The zero is a most important example. Why? Because, it did not originate in ancient Greece or Israel, on the one hand, and because European merchantilism, imperialism, and the scientific revolution would have been impossible with out it. As you know, the zero is one aspect of the so-called Arabic numeral system, which originated in China and/or India (I don't know the current scholarship on this) and was transmitted to Europe through Islam, arriving, I believe, in the 10th century CE. European merchantilism and imperialism depended on reliable long-distance navigation over open oceans. That in turn required the use of logarithm tables, the calculation of which required the Arabic numeral system. Similarly, the Arabic system was crucial for the scientific revolution.
Whether or not sense can be made of the idea of "Western" culture, it is clear that the modern Western world would have been impossible without the Arabic notation. It's as important as Greek art and philosophy and Hebrew religion.
* * * * * *
0. Memes: Yes, this is where the meme concept can begin to earn its keep. I adopted the term in Culture as an Evolutionary Arena, but that was before I realized just how very much nonsense has been written under that rubric. But, yes, we really do need to begin analyzing culture into a rather large collection of quasi-independent and discrete memes.

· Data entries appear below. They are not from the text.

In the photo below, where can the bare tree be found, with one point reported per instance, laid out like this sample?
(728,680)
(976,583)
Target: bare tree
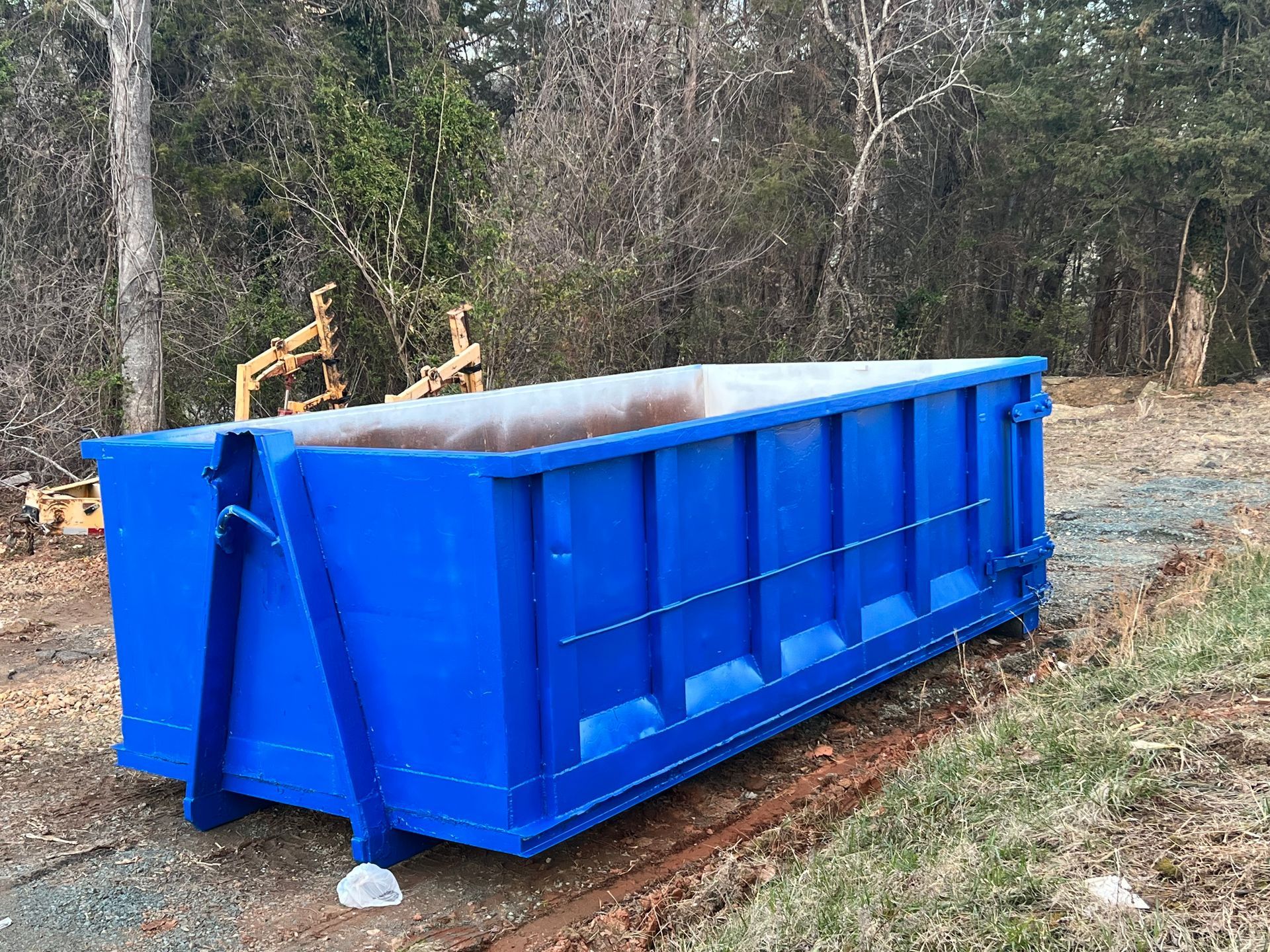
(905,56)
(139,300)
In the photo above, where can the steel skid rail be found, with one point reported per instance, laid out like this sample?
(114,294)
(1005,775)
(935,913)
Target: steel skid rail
(287,526)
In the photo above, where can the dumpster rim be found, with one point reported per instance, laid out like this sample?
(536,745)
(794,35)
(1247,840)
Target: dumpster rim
(589,450)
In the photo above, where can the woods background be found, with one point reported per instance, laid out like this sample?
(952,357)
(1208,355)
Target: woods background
(621,184)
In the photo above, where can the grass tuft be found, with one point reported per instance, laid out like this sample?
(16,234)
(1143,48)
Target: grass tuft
(1150,760)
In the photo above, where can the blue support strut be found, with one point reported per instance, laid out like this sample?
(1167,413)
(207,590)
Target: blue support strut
(294,536)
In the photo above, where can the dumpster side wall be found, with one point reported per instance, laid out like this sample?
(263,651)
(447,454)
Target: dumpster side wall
(690,600)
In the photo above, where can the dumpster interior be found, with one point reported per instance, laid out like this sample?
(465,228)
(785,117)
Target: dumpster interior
(545,414)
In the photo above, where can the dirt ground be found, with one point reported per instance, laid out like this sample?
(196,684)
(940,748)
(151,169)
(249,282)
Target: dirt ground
(95,857)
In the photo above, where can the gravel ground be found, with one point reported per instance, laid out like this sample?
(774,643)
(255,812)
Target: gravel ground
(98,858)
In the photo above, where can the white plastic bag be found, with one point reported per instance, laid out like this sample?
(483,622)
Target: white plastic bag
(368,885)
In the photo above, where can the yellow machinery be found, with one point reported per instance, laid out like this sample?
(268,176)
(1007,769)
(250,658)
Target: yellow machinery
(462,368)
(284,358)
(71,509)
(75,508)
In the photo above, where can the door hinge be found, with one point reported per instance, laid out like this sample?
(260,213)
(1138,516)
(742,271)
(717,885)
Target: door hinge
(1035,553)
(1040,405)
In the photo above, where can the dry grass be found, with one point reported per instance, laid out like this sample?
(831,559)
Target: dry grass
(1148,760)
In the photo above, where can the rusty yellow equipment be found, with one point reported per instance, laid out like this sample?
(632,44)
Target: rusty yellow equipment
(75,508)
(284,358)
(462,368)
(71,509)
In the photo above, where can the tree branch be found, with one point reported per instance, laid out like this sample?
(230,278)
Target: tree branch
(99,18)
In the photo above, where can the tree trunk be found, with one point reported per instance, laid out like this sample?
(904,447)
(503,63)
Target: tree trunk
(1100,315)
(1194,328)
(140,301)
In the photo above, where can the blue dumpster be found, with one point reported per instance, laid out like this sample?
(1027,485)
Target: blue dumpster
(498,619)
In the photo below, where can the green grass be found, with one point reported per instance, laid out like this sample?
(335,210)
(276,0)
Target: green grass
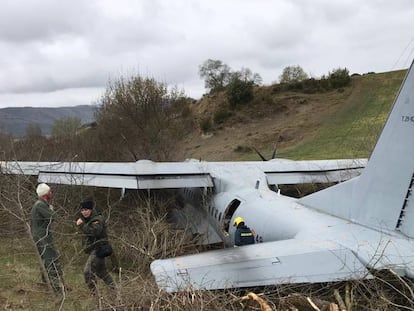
(21,286)
(354,130)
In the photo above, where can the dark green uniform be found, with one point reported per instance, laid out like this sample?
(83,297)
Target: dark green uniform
(41,222)
(94,230)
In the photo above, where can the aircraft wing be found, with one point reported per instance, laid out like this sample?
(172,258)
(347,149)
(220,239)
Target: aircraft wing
(279,262)
(145,174)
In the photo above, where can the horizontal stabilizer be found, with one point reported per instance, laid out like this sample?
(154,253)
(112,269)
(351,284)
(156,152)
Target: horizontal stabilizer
(288,261)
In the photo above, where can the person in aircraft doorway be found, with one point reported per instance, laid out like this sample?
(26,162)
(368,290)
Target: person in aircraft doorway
(243,234)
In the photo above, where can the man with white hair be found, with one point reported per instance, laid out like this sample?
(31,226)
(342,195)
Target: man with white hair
(42,215)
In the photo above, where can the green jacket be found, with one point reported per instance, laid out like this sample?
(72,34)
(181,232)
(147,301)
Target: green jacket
(41,220)
(94,230)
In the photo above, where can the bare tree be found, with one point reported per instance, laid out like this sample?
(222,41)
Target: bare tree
(215,73)
(293,74)
(141,117)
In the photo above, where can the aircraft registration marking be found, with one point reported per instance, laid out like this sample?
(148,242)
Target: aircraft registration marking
(407,118)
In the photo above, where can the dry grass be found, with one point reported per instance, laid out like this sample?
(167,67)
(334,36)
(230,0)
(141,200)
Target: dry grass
(140,233)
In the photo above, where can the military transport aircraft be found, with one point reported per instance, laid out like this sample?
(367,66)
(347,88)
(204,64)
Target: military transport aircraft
(339,233)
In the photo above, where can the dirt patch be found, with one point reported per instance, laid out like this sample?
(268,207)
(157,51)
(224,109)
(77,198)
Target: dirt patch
(286,119)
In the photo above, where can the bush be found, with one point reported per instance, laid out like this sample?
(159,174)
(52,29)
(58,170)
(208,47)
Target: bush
(206,124)
(221,116)
(239,92)
(339,78)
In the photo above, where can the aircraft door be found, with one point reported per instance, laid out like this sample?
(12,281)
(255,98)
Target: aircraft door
(228,214)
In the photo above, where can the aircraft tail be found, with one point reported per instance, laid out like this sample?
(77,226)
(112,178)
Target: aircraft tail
(382,195)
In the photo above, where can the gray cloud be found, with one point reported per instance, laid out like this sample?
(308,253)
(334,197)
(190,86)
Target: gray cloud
(52,47)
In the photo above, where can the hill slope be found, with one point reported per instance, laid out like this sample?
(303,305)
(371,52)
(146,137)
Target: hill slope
(14,121)
(336,124)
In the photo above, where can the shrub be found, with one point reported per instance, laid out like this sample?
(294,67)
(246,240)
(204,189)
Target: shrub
(239,92)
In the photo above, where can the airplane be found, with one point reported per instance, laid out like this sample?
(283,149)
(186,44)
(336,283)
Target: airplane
(343,232)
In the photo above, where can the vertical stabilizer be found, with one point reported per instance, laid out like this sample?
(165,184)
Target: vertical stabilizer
(381,197)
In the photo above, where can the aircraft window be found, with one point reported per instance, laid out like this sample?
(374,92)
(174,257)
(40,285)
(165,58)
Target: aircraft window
(228,214)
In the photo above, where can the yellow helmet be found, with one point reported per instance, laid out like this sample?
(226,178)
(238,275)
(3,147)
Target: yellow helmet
(237,221)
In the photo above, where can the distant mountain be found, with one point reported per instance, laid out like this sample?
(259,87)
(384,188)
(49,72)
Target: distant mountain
(14,121)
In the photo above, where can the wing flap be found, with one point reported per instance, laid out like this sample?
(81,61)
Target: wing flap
(289,261)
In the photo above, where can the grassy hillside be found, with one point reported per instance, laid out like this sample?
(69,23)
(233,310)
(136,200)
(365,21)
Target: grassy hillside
(338,124)
(354,129)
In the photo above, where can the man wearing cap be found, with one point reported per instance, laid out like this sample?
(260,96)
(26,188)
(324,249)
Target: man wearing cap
(96,243)
(243,234)
(42,215)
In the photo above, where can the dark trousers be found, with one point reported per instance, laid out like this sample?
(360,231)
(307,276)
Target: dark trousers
(51,263)
(95,267)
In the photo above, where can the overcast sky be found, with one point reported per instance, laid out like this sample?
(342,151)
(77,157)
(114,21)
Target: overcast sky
(63,53)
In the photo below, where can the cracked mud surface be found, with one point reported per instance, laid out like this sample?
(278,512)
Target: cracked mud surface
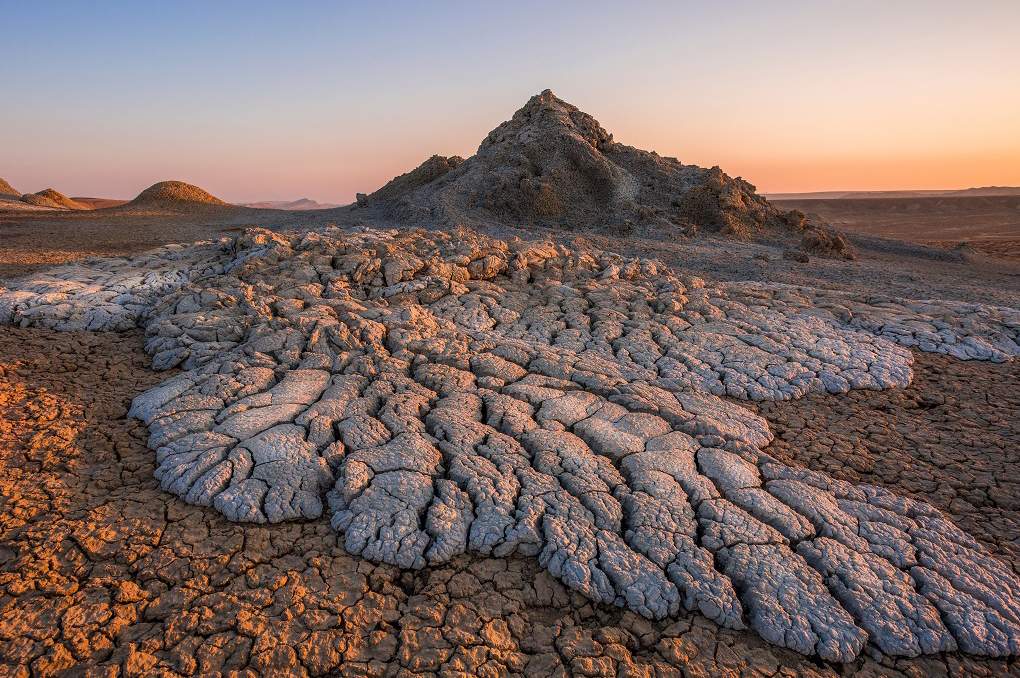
(104,573)
(467,396)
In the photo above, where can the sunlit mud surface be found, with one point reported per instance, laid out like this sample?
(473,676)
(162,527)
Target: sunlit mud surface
(106,574)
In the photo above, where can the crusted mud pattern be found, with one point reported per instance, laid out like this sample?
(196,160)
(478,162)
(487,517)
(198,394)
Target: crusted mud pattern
(104,574)
(440,395)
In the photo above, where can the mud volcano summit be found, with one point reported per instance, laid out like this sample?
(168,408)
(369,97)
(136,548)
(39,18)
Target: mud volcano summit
(554,165)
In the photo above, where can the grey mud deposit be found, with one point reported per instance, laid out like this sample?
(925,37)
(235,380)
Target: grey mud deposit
(443,395)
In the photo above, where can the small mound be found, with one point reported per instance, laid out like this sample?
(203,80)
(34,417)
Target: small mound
(170,194)
(52,199)
(6,190)
(426,172)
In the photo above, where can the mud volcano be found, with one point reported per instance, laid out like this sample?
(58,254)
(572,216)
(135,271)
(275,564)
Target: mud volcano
(554,165)
(173,195)
(437,394)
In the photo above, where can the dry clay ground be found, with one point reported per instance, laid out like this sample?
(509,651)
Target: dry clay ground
(987,223)
(102,573)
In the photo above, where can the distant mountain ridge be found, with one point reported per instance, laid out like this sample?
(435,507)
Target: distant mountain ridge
(979,192)
(300,204)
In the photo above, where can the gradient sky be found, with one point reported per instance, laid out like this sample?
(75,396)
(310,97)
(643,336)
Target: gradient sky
(269,101)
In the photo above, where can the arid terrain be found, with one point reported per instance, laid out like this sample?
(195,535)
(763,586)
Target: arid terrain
(985,223)
(616,426)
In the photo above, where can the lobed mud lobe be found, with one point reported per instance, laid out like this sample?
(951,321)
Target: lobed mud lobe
(456,394)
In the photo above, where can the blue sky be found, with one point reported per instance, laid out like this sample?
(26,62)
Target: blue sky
(272,101)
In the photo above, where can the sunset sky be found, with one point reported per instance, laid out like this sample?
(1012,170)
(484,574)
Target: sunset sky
(277,101)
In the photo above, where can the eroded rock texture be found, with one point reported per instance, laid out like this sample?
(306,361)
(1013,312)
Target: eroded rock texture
(447,394)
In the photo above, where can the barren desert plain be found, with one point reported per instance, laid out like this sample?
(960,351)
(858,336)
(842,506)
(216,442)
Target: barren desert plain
(564,407)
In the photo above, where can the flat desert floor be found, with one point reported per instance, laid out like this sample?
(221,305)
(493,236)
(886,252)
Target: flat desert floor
(104,573)
(987,223)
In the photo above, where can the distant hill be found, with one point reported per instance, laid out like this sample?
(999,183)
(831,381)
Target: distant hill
(52,199)
(7,191)
(173,196)
(300,204)
(981,192)
(99,203)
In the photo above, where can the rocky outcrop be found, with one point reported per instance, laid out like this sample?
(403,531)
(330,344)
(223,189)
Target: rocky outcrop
(442,394)
(552,164)
(7,191)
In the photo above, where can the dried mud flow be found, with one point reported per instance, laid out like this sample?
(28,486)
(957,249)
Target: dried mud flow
(105,574)
(467,397)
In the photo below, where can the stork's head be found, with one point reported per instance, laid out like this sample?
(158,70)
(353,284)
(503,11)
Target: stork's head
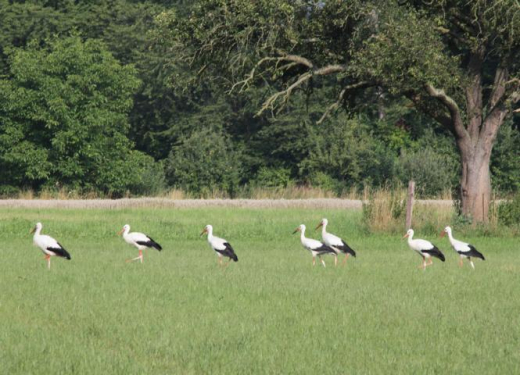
(207,229)
(38,226)
(409,233)
(126,228)
(323,223)
(300,228)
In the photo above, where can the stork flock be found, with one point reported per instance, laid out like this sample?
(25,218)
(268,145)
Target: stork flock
(330,245)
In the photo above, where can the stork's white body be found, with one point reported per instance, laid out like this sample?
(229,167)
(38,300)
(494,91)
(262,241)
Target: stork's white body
(139,240)
(220,246)
(216,243)
(424,248)
(463,249)
(336,243)
(316,248)
(43,242)
(134,237)
(48,245)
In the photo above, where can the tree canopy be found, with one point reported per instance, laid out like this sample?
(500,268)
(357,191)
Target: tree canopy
(336,94)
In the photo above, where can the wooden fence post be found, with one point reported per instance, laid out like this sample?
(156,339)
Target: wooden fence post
(409,204)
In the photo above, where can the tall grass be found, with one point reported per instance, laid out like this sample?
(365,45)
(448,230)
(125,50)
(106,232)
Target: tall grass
(291,191)
(272,312)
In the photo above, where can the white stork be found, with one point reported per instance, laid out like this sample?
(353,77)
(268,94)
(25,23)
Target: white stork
(316,248)
(140,240)
(48,245)
(465,250)
(335,242)
(221,247)
(424,248)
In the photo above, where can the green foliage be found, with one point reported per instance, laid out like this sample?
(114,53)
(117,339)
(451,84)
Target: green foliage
(203,162)
(509,212)
(346,151)
(273,177)
(63,116)
(432,171)
(505,160)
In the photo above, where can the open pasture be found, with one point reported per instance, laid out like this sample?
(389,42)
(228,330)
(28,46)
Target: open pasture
(272,312)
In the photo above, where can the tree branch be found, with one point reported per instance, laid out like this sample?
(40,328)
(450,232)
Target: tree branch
(453,108)
(336,105)
(285,94)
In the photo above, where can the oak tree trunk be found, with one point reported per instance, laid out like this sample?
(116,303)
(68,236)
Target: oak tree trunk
(475,184)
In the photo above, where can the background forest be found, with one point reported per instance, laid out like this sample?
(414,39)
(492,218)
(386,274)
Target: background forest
(92,100)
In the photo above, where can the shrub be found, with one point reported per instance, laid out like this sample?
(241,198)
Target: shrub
(433,172)
(273,177)
(509,212)
(204,162)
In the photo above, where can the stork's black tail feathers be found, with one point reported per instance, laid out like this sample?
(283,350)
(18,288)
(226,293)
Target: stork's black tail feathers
(60,251)
(155,245)
(150,243)
(350,250)
(475,253)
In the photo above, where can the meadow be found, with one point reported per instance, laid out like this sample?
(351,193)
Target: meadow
(272,312)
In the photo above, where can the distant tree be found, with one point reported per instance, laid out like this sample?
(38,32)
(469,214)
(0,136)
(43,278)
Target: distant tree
(63,117)
(203,162)
(454,60)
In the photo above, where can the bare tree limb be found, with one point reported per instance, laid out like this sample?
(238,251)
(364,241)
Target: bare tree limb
(341,95)
(285,94)
(453,108)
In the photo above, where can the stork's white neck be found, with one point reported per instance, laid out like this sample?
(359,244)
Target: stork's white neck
(450,236)
(210,233)
(302,234)
(324,229)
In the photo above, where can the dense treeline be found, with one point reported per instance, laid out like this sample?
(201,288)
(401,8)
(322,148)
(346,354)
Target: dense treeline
(95,97)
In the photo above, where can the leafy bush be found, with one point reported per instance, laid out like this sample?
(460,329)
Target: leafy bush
(273,177)
(204,162)
(509,212)
(505,160)
(345,150)
(148,175)
(433,172)
(63,117)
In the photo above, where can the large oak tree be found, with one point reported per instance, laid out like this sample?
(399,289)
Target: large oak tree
(454,60)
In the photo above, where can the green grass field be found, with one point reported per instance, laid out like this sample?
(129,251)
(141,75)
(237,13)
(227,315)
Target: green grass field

One of the interesting memes in AA music is melisma, the elaborate vocal embellishments that are particular prominent in gospel, but also show up in blues. Melisma may have made its way here through two routes. Both start in the Arab world, and one arrives here through West Africa (which has been heavily Islamic for a long time) and the other through Ireland -- though I forget just how it made it's way from, presumably, Spain to Ireland.
1. Yes, music travels well. Charlie Keil has noticed a tendency for complex cultural areas to vest the most potent music in exotic internal Others. In America we've got symphonic Jews, operatic Italians, and funky-soulful Blacks, etc.
2. I think hybridism is the norm for culture. That is to say, when you look at the memetic repertoire of significant groups, it will almost always consist of inheritance from several-many different lines.
3. I figure "Western culture" is most usefully applied between, say, 1400 CE and, yes, 1900 CE.
4. A provisional "yes" on the distinctive "Western" forms – I've not really tried to think it through.